Baretti, via alle prime demolizioni

pubblicato da L’Unione Sarda 8 aprile 2011

Baretti, via alle prime demolizioni


Lunedì sono arrivate le autorizzazioni dell’ufficio comunale Tutela del paesaggio
Ma un’ordinanza potrebbe far slittare i lavori a fine stagione

Parte la rivoluzione al Poetto. Arrivano le prime autorizzazioni per le demolizioni e le ricostruzioni dei chioschetti. E tra un mese via ai lavori. Solo un’ordinanza del sindaco potrà far slittare gli interventi a settembre. Sarà una corsa contro il tempo per scongiurare il rischio di congestionare il traffico nei mesi estivi e salvare la stagione, gli incassi e il servizio ai bagnanti. Di sicuro la spiaggia cambierà volto e colori, in virtù delle severe prescrizioni del Comune.
CHE COSA CAMBIA Non solo. I nuovi baretti saranno amovibili e vivranno solo fino al 31 ottobre di quest’anno, il giorno dopo l’autorizzazione scade e i chioschi dovranno essere nuovamente smantellati. Verranno poi ricostruiti nel marzo 2012 e poi ancora smontati a ottobre, una prassi destinata a ripetersi ogni anno. Le prime domande accolte al Suap per l’autorizzazione per «demolizione dei manufatti esistenti, realizzazione di un nuovo chiosco bar e relativi servizi con spazi esterni di pertinenza, in parte coperti e in parte scoperti» al Poetto sono 5: riguardano “Il Miraggio”, “La Dolce Vita”, “Noi Due” e i chioschi delle ditte Cinzia Erriu e Eliseo Carta. I pareri favorevoli dei servizi coinvolti (Asl, Abbanoa, Soprintendenza ai Beni paesaggistici e poi i servizi comunali Tecnologici, Ecologia, Urbanizzazioni, Patrimonio e Edilizia privata) ci sono tutti. E lunedì scorso sono arrivate le autorizzazioni dell’ufficio comunale Tutela del paesaggio.
I CRITERI DA RISPETTARE Per tutte e cinque le ditte c’è un fitto elenco di prescrizioni da rispettare. In primis la limitazione del calcestruzzo ai plinti di sostegno delle pedane, queste ultime rigorosamente di legno naturale. I nuovi chioschi saranno in legno e i colori delle verniciature dovranno rispettare i cromatismi proposti nel progetto: blu azzurro per gli assi verticali e bianco puro per le cornici delle finestre e delle porte, mentre le coperture saranno color grigio luce.
GLI ARREDI C’è poi il capitolo arredi: gli ombrelloni avranno la struttura in alluminio anodizzato o in legno, il rivestimento in tessuto naturale a tinta unita di colori bianco, panna o lo stesso del chiosco e senza alcuna scritta ad eccezione dell’insegna e del logo dell’attività.

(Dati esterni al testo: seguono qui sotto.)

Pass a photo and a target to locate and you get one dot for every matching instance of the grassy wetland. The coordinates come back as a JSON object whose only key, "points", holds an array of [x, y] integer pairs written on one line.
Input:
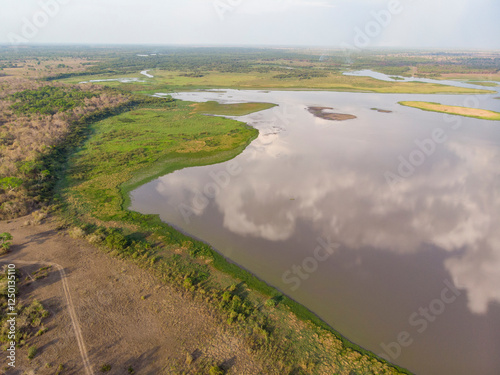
{"points": [[481, 114], [113, 139]]}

Acciaio inox per le poltroncine, gli sgabelli, i divanetti (da rivestire in materiale tipo rattan sintetico (wicker) di colore bianco, nero, testa di moro o del colore dello stesso chiosco) e per i tavoli ed i tavolini. L’illuminazione sarà garantita da apparecchiature a soffitto e lampioncini esterni non più alti di 60 cm.
STAGIONE A RISCHIO Resta la preoccupazione per la stagione balneare in arrivo. «Per buttare giù e ricostruire i chioschi ci vorranno almeno due o tre mesi», spiega il presidente della commissione Urbanistica Massimiliano Tavolacci, «è bastato un po’ di sole domenica scorsa e la spiaggia è stata assalita. È pensabile il Poetto trasformato in cantiere nei mesi estivi? Mi auguro che il sindaco emetta un’ordinanza, magari per motivi di ordine pubblico, che consenta di far slittare i lavori a settembre». «E il frutto malato di anni e anni di mancate decisioni», lamenta Andrea Scano, Pd, «il Pul non è mai stato approvato. Si è arrivati ai provvedimenti della magistratura e tutto il quadro si è complicato».